Md. sees visitors from Arctic

Hunting ban, lack of food may be pushing harp seals to Mid-Atlantic beaches

May 16, 2006|By TOM PELTON | TOM PELTON,SUN REPORTER

What's next, polar bears in Ocean City?

Harp seals, members of an Arctic species that breed on floating ice in Canada, have been swimming ashore in relatively balmy Maryland and elsewhere along the Atlantic coast.

Six of the famously furry mammals have been sighted on Maryland beaches from Ocean City to the Assateague National Seashore over the past 18 months, according to a rescue squad led by the National Aquarium in Baltimore.

A polar invasion might be mounting. Federal researchers say 297 harp seals were reported on beaches from Virginia to Maine last year, almost double the 152 reported in 1995.

Bans on hunting white-coated baby harp seals have led to a population boom that is pushing the species farther south, according to Gordon Waring, a biologist with the National Oceanic and Atmospheric Administration. Greenpeace and other animal-rights activists campaigned in the 1970s and '80s against clubbing the baby seals and helped persuade Canada to ban hunts of the youngest animals in 1987.

"The population is growing, with an estimated 5.5 million today," Waring said. He said that while the population center is still in Canadian waters, "it's not surprising, with the large number of harp seals, that some of them are now showing up in U.S. waters."

Overharvesting of cod and other fish in the North Atlantic might also have deprived the seals of their normal food, driving them farther south in search of other meals, said Jennifer Dittmar, a marine biologist with the National Aquarium.

"We have seen an increase of harp seals in this area over the last three or four years, and the overall population growth has a lot to do with that," Dittmar said. "Increased commercial fishing may also be decreasing their traditional food source."

Three decades ago, harp seals appeared to be so threatened that Greenpeace videotaped hunters clubbing the animals as a part of its anti-hunting publicity campaign. The group also spray-painted pups with red paint to make their fur coats less marketable.

John Hocevar, a marine biologist with Greenpeace, said he was surprised to hear that harp seals were straying so far outside of their normal range and turning up in Mid-Atlantic states. "This is interesting and weird," he said. "There has definitely been a healthy rebound in their numbers."

Hocevar added that he believes harp seals still face an uncertain future, in part because of overfishing. Canada allowed the resumption of seal hunting in 2000, permitting the harvest of up to 400,000 young seals a year with gray coats, animals that are slightly older than the white-coated pups.

Harp seals are gray with black faces when adult and reach maturity in four to six years. Their name comes from black, harp-shaped markings on their backs.

The mammals live in large herds, growing up to 6 feet long and about 300 pounds, with females giving birth to one white pup each spring.

The most recent stranding in the Chesapeake region was on Feb. 8. People strolling along the water's edge in Bethany Beach, Del., saw a harp seal looking sick, Dittmar said.

"It was observed eating sand," she said. "The seal had drainage from its eyes and nose and it was underweight."

Dittmar and colleagues with the aquarium's marine animal rescue program picked up the year-old female seal and brought her back to a tank in Baltimore.

There, biologists gave the seal antibiotics to treat a mild case of pneumonia. They fed the animal lots of herring and capelin and helped her gain 25 pounds.
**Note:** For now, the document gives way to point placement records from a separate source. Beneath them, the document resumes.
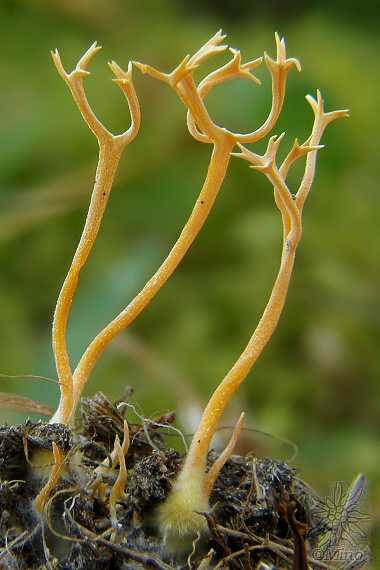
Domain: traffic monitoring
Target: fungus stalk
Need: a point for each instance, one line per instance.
(203, 129)
(180, 518)
(110, 150)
After about two months, the seal - nicknamed Kola after a frigid region of Russia - was healthy.

Dittmar and the aquarium team released the animal back into the Atlantic off Ocean City on April 6.

It's not clear where Kola went after plunging into the waves. Other seals released by National Aquarium rescue team have been tracked by candy-bar-sized radio transmitters glued onto their fur, Dittmar said.

Satellites followed these seals as they swam north from Maryland's Atlantic coast, heading back toward the Arctic, Dittmar said.

Nobody knows why there has been a burst of seals showing up recently, with 25 stranded on Maryland beaches and helped by the National Aquarium since 1990. Six have turned up since early 2005.

But it's clear that the animals are not setting up colonies - called "rookeries" - and breeding along the Atlantic coast of the U.S., Dittmar said. To raise pups, they need floating ice and much colder temperatures. So the theory is that these wayward seals - usually about a year old, an age when they first venture off on their own - swim more than a thousand miles north to rejoin their families in Canada, Dittmar said.

While the seals wander, stopping off on beaches along the coast, the furry creatures are a magnet for beachcombers. But people are warned not to pet them, said Jenny Yates, spokeswoman for the National Aquarium.

"They are very cute, but it's very important people understand they can't approach these animals," Yates said. "They bite."